The Chicago Bulls made a small but notable roster move Wednesday, agreeing to a training-camp deal with veteran forward Kevin Knox, according to Michael Scotto of HoopsHype. Knox, now 26, joins Chicago after spending last season in the G League with the Santa Cruz Warriors, where he averaged 21.8 points and 6.1 rebounds while shooting 44 percent from the field.

Knox’s contract is believed to be an Exhibit 10, meaning it’s non-guaranteed and mainly designed to secure his G League rights if he’s waived before the regular season.

The signing comes a day after the Bulls’ preseason win over the Cleveland Cavaliers, a game that gave fans an early look at Matas Buzelis’ confidence and Noa Essengue’s energy off the bench.


My immediate reaction

You can’t blame me. Every year the Bulls fill the back end of the preseason roster with another batch of “maybe-he-sticks” forwards, and every year it comes at the expense of watching the prospects fans actually want to see.

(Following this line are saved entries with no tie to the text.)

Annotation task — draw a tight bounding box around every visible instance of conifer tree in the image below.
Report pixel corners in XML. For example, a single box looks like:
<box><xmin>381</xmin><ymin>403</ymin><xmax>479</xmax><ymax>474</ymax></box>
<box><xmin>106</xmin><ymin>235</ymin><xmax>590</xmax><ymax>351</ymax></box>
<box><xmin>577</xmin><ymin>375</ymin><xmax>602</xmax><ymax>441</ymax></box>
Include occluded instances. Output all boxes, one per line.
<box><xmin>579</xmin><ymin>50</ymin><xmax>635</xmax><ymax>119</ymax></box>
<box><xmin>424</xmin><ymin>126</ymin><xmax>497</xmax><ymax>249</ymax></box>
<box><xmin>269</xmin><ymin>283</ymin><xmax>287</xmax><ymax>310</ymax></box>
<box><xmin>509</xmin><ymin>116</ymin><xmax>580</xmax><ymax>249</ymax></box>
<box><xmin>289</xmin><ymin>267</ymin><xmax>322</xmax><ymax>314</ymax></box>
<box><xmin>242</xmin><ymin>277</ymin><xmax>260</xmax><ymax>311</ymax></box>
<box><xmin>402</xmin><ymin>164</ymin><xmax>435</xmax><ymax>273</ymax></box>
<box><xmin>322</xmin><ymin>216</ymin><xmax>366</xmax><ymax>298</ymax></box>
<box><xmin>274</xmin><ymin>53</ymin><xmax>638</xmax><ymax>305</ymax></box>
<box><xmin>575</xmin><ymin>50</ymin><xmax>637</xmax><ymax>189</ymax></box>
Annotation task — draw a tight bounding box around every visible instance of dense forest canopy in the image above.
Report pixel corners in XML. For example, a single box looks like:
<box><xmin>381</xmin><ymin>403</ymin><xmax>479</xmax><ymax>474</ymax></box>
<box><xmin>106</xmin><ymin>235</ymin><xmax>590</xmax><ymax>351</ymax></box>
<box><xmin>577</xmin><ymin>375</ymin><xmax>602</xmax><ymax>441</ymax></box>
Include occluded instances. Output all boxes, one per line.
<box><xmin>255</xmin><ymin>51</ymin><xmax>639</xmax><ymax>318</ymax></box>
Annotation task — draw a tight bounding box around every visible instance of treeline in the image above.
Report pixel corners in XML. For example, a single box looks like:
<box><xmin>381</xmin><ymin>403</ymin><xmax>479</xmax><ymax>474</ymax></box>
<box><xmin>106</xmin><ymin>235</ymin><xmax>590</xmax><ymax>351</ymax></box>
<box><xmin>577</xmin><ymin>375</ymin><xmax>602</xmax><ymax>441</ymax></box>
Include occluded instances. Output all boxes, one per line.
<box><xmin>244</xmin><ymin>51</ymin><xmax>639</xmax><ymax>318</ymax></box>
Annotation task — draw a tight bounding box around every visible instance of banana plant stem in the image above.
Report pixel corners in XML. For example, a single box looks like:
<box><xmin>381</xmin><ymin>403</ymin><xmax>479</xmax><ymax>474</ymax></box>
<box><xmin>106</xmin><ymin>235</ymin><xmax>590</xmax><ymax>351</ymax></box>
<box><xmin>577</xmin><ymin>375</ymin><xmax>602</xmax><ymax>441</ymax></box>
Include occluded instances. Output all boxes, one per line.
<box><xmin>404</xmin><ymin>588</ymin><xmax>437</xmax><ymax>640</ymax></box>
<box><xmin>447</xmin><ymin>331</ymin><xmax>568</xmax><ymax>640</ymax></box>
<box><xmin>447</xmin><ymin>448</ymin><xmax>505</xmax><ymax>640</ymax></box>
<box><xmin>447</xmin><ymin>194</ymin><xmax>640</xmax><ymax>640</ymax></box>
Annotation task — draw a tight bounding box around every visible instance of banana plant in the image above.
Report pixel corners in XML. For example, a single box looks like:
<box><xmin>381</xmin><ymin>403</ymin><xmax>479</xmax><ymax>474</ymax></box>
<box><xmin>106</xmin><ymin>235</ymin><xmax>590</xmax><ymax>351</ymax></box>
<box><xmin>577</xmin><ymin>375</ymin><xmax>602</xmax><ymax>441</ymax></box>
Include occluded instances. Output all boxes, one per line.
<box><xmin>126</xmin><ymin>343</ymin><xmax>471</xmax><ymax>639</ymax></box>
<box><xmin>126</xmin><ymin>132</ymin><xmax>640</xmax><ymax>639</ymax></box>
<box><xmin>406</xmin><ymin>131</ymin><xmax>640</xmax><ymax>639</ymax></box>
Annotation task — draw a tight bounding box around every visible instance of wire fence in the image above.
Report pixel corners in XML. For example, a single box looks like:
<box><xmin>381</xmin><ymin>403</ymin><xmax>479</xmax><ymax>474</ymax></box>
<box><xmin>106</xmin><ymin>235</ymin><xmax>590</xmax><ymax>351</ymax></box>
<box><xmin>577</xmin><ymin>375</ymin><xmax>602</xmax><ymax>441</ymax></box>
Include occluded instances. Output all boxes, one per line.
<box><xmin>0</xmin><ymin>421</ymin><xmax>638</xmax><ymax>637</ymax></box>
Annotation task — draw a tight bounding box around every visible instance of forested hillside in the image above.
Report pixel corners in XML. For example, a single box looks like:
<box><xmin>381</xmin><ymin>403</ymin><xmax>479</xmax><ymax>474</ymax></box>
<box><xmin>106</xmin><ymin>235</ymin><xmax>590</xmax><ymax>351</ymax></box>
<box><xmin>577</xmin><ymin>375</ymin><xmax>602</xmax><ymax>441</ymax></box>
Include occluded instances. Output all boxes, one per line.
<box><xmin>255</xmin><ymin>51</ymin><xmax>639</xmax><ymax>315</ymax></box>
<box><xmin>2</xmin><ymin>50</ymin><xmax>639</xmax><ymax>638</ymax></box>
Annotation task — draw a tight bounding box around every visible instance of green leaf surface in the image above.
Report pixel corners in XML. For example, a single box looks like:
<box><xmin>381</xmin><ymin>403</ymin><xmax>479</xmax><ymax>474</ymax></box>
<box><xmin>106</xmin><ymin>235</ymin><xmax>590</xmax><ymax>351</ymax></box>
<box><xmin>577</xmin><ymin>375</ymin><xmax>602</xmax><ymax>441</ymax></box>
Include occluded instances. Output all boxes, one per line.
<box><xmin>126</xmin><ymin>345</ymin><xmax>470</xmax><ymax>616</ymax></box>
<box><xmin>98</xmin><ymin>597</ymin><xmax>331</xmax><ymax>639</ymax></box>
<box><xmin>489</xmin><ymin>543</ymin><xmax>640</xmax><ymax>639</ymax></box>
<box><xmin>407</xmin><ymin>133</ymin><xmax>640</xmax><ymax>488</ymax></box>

Noa Essengue, the undrafted two-way big who flashed upside in Summer League, was already fighting for developmental minutes. Adding Knox — a player with seven NBA seasons and stops with the Knicks, Hawks, Pistons, Trail Blazers, and Warriors — just clogs an already crowded rotation of tweeners.


What Knox brings

Knox was once the No. 9 overall pick in the 2018 NBA Draft out of Kentucky and earned SEC Freshman of the Year honors before entering the league. He’s a 6’7″ wing with a smooth shooting stroke, but his NBA career has been defined by inconsistency — flashes of scoring mixed with stretches of invisibility.

In seven seasons he’s averaged 7.3 points and 2.9 rebounds on 39 percent shooting. His best stretch came as a rookie with the Knicks when he averaged 12.8 points per game, but his defensive impact and shot selection have kept him bouncing between teams and 10-day contracts ever since.

Still, Knox rebuilt some value in the G League last year, and Chicago’s camp deal gives him a chance to prove he’s more than a name on a former-lottery-flyer list.


The bigger picture

From the Bulls’ perspective, this is a no-risk flyer. Exhibit 10 deals cost almost nothing and can convert into G League bonuses if a player reports to the affiliate — in this case, Windy City.

But for fans looking for preseason intrigue, it’s hard not to sigh. Chicago already has developmental wings like Essengue, Julian Phillips, and Matas Buzelis who need reps more than Knox does.

Unless Knox shows an undeniable spark in the limited exhibition window, his signing feels more like a camp-body move than a meaningful roster shake-up.


Bottom line

Kevin Knox is an understandable veteran add — length, scoring pedigree, and G League production — but he’s unlikely to change the Bulls’ forward depth chart. If anything, it’s another reminder that preseason minutes are precious, and Bulls fans would rather use them to evaluate the future than recycle the past.

We’ll see if Knox proves me wrong. Until then, free Essengue.